Parenting Blog

Quick Thoughts: What I Want To Be When I Grow Up

Ballerina. Veterinarian. Teacher.  Singing Waitress.

It’s awfully difficult to stifle the chuckles when my girls spout off about what they want to be when they grow up.  I mean, seriously, a singing waitress???  Does that even offer a 401(k)?

Encouragement is of course provided regardless of how far-fetched the proposed dream career, because even I, a proudly cynical S.O.B., am not going to rain on my or any kid’s parade.  Okay, to be perfectly truthful I’d kinda like to play Debbie Downer to some kids – the rotten ones – but definitely not mine.   I’m totally not willing to break the harsh news to little Brittany, let alone to my Bear, that they’ll probably first end up a Wallgreen’s cashier before spending years 26-33 toiling away in a cubicle inside a hermetically sealed and nondescript office building finding daytime joy only when a coworker brings in coffee and bagels on a day they forgot to eat breakfast.

Aah, modern life.

The odds of our children achieving their planned childhood dream careers are slim.  How many ballerinas can possibly be gainfully employed at any given moment?  The deck is stacked against ’em ever earning a paycheck for work that brings even the slightest amount of glee.

Sad, but true I fear.

1.87%.  That’s the percentage of folks who can honestly say they draw a straight-ish line between plan and passion and employment. [fictional statistic]

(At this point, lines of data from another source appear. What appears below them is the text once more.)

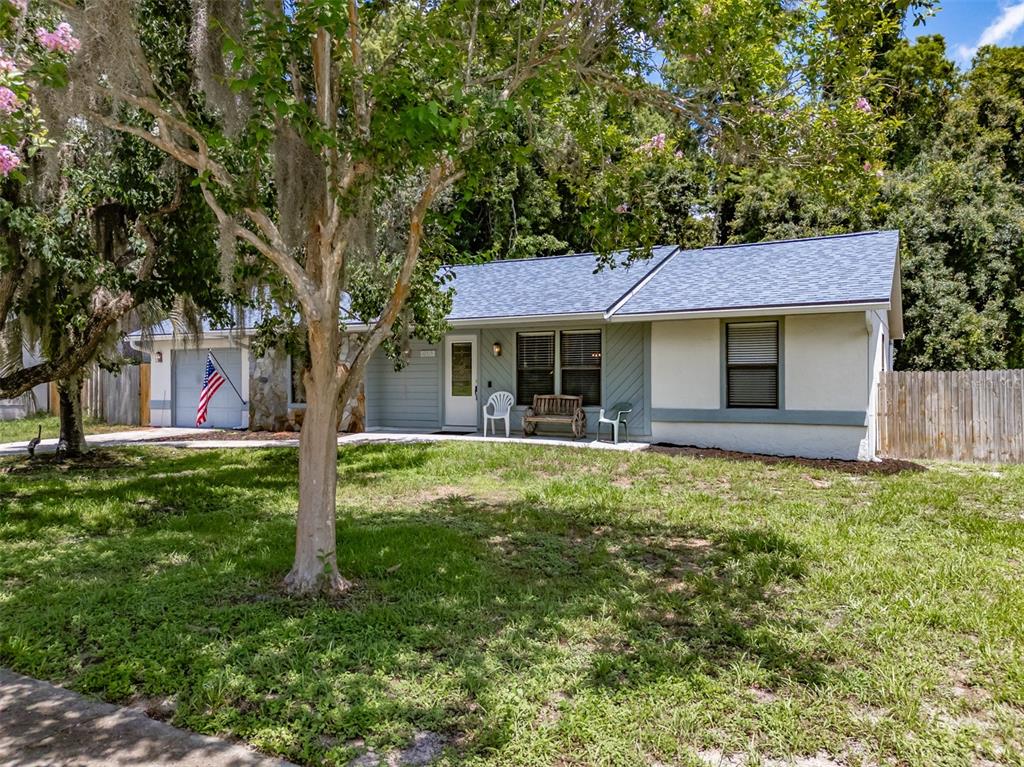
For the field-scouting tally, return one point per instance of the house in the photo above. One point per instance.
(772, 347)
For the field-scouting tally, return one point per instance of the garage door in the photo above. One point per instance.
(225, 408)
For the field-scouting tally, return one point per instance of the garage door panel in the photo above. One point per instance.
(225, 408)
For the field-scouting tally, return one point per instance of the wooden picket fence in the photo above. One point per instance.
(976, 416)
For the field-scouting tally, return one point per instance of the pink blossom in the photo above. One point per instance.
(8, 100)
(8, 160)
(60, 39)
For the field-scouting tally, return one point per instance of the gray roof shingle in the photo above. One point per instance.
(538, 287)
(847, 268)
(838, 269)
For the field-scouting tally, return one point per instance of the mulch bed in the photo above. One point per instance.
(885, 466)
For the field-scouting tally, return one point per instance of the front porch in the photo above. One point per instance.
(443, 387)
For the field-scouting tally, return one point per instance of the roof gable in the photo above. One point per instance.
(546, 287)
(842, 269)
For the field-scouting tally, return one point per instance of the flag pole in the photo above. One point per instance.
(226, 377)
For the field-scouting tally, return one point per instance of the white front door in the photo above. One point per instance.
(460, 382)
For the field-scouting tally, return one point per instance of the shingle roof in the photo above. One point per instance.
(838, 269)
(538, 287)
(847, 268)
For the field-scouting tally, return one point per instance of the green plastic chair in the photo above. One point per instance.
(619, 413)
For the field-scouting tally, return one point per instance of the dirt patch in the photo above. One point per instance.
(425, 749)
(886, 466)
(715, 758)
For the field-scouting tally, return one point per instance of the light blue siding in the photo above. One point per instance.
(410, 398)
(626, 372)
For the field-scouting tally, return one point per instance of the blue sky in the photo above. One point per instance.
(968, 24)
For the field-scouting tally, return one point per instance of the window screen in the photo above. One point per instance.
(581, 365)
(752, 365)
(536, 366)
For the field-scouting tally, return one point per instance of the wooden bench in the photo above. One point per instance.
(555, 409)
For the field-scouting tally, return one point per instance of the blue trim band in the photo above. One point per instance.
(739, 416)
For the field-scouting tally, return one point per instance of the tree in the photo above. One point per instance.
(960, 207)
(93, 228)
(329, 138)
(920, 83)
(104, 221)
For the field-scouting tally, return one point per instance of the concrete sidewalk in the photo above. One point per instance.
(182, 437)
(41, 724)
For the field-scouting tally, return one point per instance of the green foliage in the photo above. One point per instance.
(963, 225)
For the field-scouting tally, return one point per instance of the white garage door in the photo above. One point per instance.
(225, 408)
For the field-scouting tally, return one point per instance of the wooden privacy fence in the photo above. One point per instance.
(958, 416)
(118, 398)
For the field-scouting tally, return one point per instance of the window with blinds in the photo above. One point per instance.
(535, 366)
(581, 365)
(752, 365)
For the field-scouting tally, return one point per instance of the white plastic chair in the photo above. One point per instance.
(501, 408)
(620, 412)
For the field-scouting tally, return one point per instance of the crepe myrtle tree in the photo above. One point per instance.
(331, 136)
(93, 225)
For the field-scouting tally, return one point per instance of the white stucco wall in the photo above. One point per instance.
(162, 376)
(826, 361)
(684, 364)
(830, 364)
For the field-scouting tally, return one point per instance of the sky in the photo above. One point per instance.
(970, 24)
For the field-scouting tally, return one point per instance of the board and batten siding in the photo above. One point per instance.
(410, 398)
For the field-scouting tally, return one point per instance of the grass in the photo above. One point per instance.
(534, 606)
(25, 429)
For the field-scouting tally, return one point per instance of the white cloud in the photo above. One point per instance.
(1010, 19)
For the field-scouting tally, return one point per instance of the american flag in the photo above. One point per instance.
(211, 382)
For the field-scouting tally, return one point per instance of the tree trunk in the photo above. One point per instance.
(315, 567)
(72, 442)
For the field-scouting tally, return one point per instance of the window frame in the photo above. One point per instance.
(554, 360)
(556, 335)
(599, 367)
(779, 366)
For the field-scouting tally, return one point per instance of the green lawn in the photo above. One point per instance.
(535, 606)
(26, 428)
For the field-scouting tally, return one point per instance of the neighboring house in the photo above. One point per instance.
(772, 347)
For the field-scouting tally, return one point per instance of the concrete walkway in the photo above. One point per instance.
(182, 439)
(42, 724)
(131, 436)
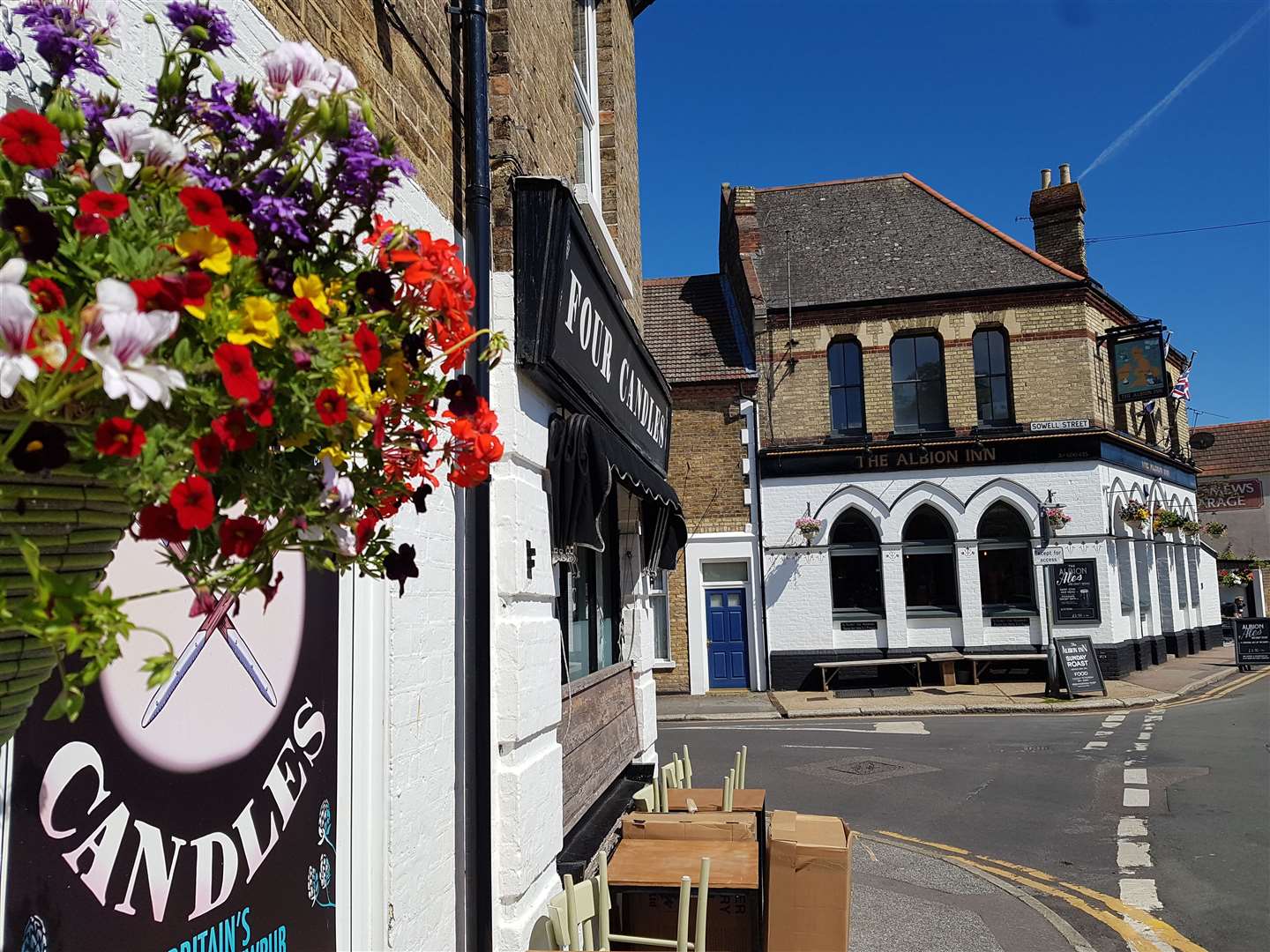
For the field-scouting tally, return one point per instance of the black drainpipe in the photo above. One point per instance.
(476, 929)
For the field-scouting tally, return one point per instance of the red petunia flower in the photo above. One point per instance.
(120, 437)
(239, 235)
(161, 522)
(332, 406)
(195, 502)
(239, 537)
(369, 346)
(242, 381)
(202, 206)
(106, 205)
(46, 294)
(29, 138)
(234, 432)
(306, 316)
(208, 452)
(92, 225)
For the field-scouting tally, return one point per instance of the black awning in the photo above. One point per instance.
(583, 458)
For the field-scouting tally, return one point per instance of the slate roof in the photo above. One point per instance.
(1237, 449)
(883, 238)
(689, 331)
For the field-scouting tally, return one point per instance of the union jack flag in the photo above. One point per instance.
(1181, 389)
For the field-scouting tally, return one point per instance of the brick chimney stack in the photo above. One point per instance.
(1058, 219)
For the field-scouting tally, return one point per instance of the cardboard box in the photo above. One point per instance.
(808, 883)
(715, 825)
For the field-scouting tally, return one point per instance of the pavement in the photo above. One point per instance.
(1139, 829)
(1159, 684)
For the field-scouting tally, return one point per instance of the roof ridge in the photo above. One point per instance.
(1018, 245)
(834, 182)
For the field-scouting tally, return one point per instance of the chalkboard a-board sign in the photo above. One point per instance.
(1079, 666)
(1251, 643)
(1074, 591)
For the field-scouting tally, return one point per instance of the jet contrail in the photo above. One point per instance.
(1174, 93)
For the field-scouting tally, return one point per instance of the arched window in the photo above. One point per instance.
(1005, 562)
(930, 564)
(992, 377)
(855, 565)
(917, 389)
(846, 387)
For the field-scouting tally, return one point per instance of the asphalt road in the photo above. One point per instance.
(1042, 792)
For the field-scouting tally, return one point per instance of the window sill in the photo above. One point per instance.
(598, 231)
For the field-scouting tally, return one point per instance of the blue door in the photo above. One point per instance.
(725, 637)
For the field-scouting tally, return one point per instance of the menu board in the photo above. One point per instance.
(196, 816)
(1251, 641)
(1079, 664)
(1074, 591)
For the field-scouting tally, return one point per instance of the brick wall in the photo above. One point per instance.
(706, 457)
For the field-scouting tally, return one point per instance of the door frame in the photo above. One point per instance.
(747, 600)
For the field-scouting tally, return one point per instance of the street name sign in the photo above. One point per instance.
(1251, 643)
(1079, 664)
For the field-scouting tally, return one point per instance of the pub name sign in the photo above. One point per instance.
(572, 329)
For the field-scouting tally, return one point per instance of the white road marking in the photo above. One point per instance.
(1137, 796)
(1132, 827)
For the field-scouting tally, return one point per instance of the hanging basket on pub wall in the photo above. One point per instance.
(78, 524)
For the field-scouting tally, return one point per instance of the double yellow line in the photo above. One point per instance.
(1106, 909)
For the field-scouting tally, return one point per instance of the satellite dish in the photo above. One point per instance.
(1201, 441)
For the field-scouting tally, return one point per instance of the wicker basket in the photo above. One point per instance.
(78, 524)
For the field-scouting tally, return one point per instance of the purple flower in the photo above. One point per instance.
(187, 14)
(66, 36)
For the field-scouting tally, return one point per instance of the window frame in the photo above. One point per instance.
(1007, 375)
(848, 342)
(857, 550)
(943, 426)
(586, 94)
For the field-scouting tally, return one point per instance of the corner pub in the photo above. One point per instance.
(945, 401)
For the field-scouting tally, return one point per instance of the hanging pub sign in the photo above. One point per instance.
(197, 816)
(572, 331)
(1138, 366)
(1074, 591)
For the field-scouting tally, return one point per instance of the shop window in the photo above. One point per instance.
(846, 387)
(930, 564)
(855, 566)
(660, 602)
(1006, 577)
(586, 93)
(587, 603)
(992, 377)
(918, 395)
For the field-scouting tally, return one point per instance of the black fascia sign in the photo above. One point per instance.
(572, 331)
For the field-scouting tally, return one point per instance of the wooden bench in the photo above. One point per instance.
(830, 669)
(984, 660)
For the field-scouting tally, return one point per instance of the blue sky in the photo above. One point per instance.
(975, 98)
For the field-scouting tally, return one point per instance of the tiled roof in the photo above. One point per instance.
(1238, 447)
(689, 331)
(883, 238)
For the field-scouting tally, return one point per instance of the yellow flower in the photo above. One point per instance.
(213, 250)
(310, 286)
(397, 376)
(259, 316)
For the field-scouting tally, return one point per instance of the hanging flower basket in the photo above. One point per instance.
(808, 527)
(207, 334)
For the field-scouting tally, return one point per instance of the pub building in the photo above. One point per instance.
(938, 403)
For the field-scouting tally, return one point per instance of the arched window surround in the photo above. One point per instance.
(918, 386)
(845, 358)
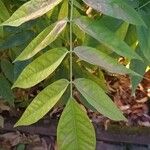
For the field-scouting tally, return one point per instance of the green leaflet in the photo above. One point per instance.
(43, 102)
(8, 69)
(30, 10)
(75, 131)
(40, 68)
(96, 97)
(4, 14)
(100, 32)
(118, 9)
(46, 37)
(96, 57)
(5, 90)
(63, 12)
(144, 41)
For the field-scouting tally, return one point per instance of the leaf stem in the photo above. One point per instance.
(71, 47)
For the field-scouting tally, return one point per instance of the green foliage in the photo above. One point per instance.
(59, 44)
(78, 132)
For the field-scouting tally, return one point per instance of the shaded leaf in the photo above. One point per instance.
(96, 97)
(75, 131)
(97, 30)
(46, 37)
(101, 59)
(16, 40)
(5, 90)
(118, 9)
(30, 10)
(139, 67)
(8, 69)
(43, 102)
(40, 68)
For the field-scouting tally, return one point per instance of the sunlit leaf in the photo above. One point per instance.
(40, 68)
(31, 10)
(16, 40)
(101, 59)
(63, 13)
(118, 9)
(75, 131)
(42, 40)
(43, 102)
(8, 69)
(4, 14)
(144, 41)
(97, 30)
(96, 97)
(5, 90)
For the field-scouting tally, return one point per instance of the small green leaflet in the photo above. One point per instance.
(96, 97)
(46, 37)
(30, 10)
(8, 69)
(75, 131)
(118, 9)
(100, 32)
(96, 57)
(4, 14)
(43, 102)
(41, 68)
(63, 12)
(144, 41)
(5, 90)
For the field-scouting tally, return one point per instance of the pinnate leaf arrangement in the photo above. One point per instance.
(75, 130)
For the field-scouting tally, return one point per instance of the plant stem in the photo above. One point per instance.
(71, 47)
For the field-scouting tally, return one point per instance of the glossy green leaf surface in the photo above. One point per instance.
(96, 57)
(40, 68)
(46, 37)
(75, 131)
(4, 14)
(144, 41)
(96, 97)
(118, 9)
(100, 32)
(31, 10)
(8, 69)
(5, 90)
(43, 102)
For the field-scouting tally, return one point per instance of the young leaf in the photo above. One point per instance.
(8, 69)
(63, 13)
(100, 32)
(118, 9)
(5, 90)
(40, 68)
(43, 102)
(4, 14)
(96, 57)
(30, 10)
(144, 41)
(75, 131)
(96, 97)
(46, 37)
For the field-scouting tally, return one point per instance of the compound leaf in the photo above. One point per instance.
(96, 97)
(43, 102)
(40, 68)
(75, 131)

Look at what I’m doing to earn my keep ’round the OWTK palace: writing a dad blog & designing goofy t-shirts.  I most certainly did not prance about my parent’s house in my diaper telling tall tales of the fun I’d someday have interviewing Laurie Berkner, or making this sweatshirt.   I couldn’t have imagined this life for myself 5 years ago let alone 25 years ago.  It wasn’t my dream, but it’s all kinds of dreamy.  Sometimes the best plan is to throw your best plan out the damn window.

[Eric Stoltz’s character has a great line in my favorite movie “Kicking & Screaming“.  He poses the question “How do you make God laugh?”.  The answer: “Make a plan”.  Even a non-religious fella can appreciate that one.]

As you suppress the laughter when your kids talk about their future as an astronaut, spend a minute thinking about your own path.  Where did you want to be?  Where are you know?  Are those things close…can they be closer?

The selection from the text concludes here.